Additionally, we note the long standing rule that federal courts should be slow to interfere with pending state criminal prosecutions. See Zwickler v. Koota, supra ; Douglas v. City of Jeannette, 319 U.S. 157, 63 S. Ct. 877, 87 L. Ed. 1324 (1943). Such rare intrusions upon the state criminal process are permissible only "in those exceptional cases" where intervention is required "to prevent irreparable injury which is clear and imminent." Douglas v. City of Jeannette, supra at 163, 63 S. Ct., at 881. A showing of "'special circumstances' beyond the injury incidental to every proceeding brought lawfully and in good faith is requisite to a finding of irreparable injury sufficient to justify the extraordinary remedy of an injunction."
Cameron v. Johnson, 390 U.S. 611, 618, 88 S. Ct. 1335, 1339, 20 L. Ed. 2d 182 (1968).
Further, we believe that the pending state court prosecutions will afford prompt determination of plaintiffs' constitutional claim.
Accordingly, this Court abstains from exercising jurisdiction.
Bad Faith Application
In their complaint, plaintiffs make the broad allegations that their pending state prosecutions are "without any basis in fact and law" and are being brought solely for the purpose of depriving them of rights guaranteed by the First and Fourteenth Amendments to the Constitution of the United States. Faced with similar assertions, it was held recently that "[if] these totally conclusory allegations were in any way supported by factual allegations, the 'chilling effect' rationale of Dombrowski would merit the convening of a three-judge court to give further consideration to plaintiffs' complaint." Johnson v. Lee, 281 F. Supp. 650, 656 (D.C., 1968). Just as in that case, plaintiffs here "utterly fail to offer anything in the way of factual allegations or support." Id.
Dombrowski v. Pfister, 380 U.S. 479, 85 S. Ct. 1116, 14 L. Ed. 2d 22 (1965) presented a situation of the "impropriety of [state officials] invoking the statute in bad faith to impose continuing harassment in order to discourage appellants' activities * * *." Id at 490, 85 S. Ct. at 1123; Cameron v. Johnson, supra at 619; There is absolutely nothing before this Court to indicate that such tactics are being resorted to here. On the contrary, plaintiffs' own complaint discloses that their arrests occurred only after a criminal court judge signed arrest warrants after viewing an evening performance of "Che!" Plaintiffs' unsupported conclusory allegations of "selective enforcement of the statutes" is equally unpersuasive.
We are satisfied that plaintiffs were arrested and are being prosecuted in good faith for violations of New York's Penal Law.
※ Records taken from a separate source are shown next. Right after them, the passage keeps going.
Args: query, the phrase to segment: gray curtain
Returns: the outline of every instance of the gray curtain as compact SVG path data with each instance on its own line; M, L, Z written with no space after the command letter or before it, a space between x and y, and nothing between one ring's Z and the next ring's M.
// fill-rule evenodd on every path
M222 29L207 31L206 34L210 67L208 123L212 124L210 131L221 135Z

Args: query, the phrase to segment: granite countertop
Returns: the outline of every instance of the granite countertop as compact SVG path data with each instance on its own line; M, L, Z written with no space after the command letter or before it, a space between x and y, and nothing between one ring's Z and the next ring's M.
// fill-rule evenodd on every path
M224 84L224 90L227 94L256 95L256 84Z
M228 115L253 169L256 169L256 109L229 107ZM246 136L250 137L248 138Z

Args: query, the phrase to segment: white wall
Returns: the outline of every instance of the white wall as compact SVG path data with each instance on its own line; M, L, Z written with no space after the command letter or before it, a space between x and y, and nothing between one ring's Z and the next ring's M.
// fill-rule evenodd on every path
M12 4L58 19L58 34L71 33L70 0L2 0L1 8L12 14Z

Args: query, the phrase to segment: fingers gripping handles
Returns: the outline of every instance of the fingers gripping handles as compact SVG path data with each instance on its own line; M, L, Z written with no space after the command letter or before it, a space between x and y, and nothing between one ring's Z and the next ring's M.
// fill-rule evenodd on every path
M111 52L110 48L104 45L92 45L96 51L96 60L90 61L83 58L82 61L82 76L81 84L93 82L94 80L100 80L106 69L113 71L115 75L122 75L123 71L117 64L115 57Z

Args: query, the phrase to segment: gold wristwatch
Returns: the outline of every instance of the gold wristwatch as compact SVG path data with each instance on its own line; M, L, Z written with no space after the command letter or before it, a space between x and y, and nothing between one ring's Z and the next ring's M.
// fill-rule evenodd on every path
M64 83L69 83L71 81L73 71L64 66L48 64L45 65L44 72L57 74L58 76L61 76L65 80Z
They have not raised a substantial federal question with respect to the application of the statutes here involved.
For all the above reasons, plaintiffs' motion to convene a three-judge court pursuant to 28 U.S.C. § 2281 and 2284 and for the issuance of a temporary restraining order must be denied. Construing their motion as also seeking declaratory and injunctive relief pursuant to 28 U.S.C. § 2201 and 42 U.S.C. § 1983, that request too is denied. Plaintiffs' complaint is dismissed.
Defendants' motion to dismiss the complaint is granted.